Hi guys, can I ask for some help? I just bought an ibasso p5 secondhand. Problem is, when I plug the power supply to the amplifier, there is a hissing sound. There is no hissing at low volumes and the hissing grows a little louder as I turn the volume knob higher.
 However, there is no such problem when the power supply is not plugged in or turned off.
 What's wrong?


----------



## Paul - iBasso

funnytortoise said:


> Hi guys, can I ask for some help? I just bought an ibasso p5 secondhand. Problem is, when I plug the power supply to the amplifier, there is a hissing sound. There is no hissing at low volumes and the hissing grows a little louder as I turn the volume knob higher.
> However, there is no such problem when the power supply is not plugged in or turned off.
> What's wrong?


 

 It seems your PS needs repair. You would need to send it back to us for this service. There is no hiss with a correctly working PS.


----------



## T.R.A.N.C.E.

What batteries are you guys using, I tested a few and it makes a good difference. 9v batteries come in 4 voltages(even though all just advertise as 9v), They are 7.2v/7.4v, 8.4v, 9.6v. I tested all and 9.6v sound noticeably clearer, more detailed but smoother more refined and open as well, a no going back sonic upgrade.
  
 There are two types of 9.6v batteries on the market, NiMH and LiFePO4 (Lithium Iron Phosphate, a special type of Li-Ion).

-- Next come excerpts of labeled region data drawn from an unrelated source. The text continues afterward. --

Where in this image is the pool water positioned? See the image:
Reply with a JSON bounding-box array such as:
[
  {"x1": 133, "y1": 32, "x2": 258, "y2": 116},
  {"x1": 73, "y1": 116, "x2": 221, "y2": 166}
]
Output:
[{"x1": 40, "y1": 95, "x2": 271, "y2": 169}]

I highly recommend LiFePO4, they do not drop in voltage in use, like NIMH they will stay at their rated cell voltage in use until close to depleted, while normal Li-Ion batteries linearly drop in voltage while used.
  
 LiFePO4 are a better option than NiMH as they use less cells and higher mAH, 9.6v NiMH use 8x 1.2v cells total 260mAH, while 9.6v LiFePO4 use 3x 3.2v cells total 320mAH, less cells means lower resistance and higher max current output, 9.6v NiIMH battery has 520mA max dischargeable current, compared to 640mA for 9.6v LiFePO4. 
  
 Only Soshine makes 9.6v LiFePO4 and I can highly recommend them, you need the special 9.6v LiFePO4 charger that comes with them so don't think to buy the batteries alone, they won't charge properly in NiMH and Li-Ion chargers.
  
 I bought from: https://www.aliexpress.com/item/LiFePO4-Li-ion-Ni-MH-Battery-Soshine-Professional-9V-6F22-Rechargeble-2-Battery-1-Charger-Suit/32657450132.html
  
 Will give your sound quality a decent boost! I'd say 10-15%, well worth the $20.


----------



## HiFlight

Can one still use the included power supply to trickle charge these batteries?


----------



## funnytortoise

paul - ibasso said:


> It seems your PS needs repair. You would need to send it back to us for this service. There is no hiss with a correctly working PS.


 

 Hi Paul,
 sorry it took a while to reply. After testing, this problem only occurs with my Grado SR-80e. I tried it with a few other earbuds and IEMs and also the Sennheiser HD600 and there is no hiss. It seems to be a problem with my grado. Would you happen to know what's wrong with it?


----------



## T.R.A.N.C.E.

hiflight said:


> Can one still use the included power supply to trickle charge these batteries?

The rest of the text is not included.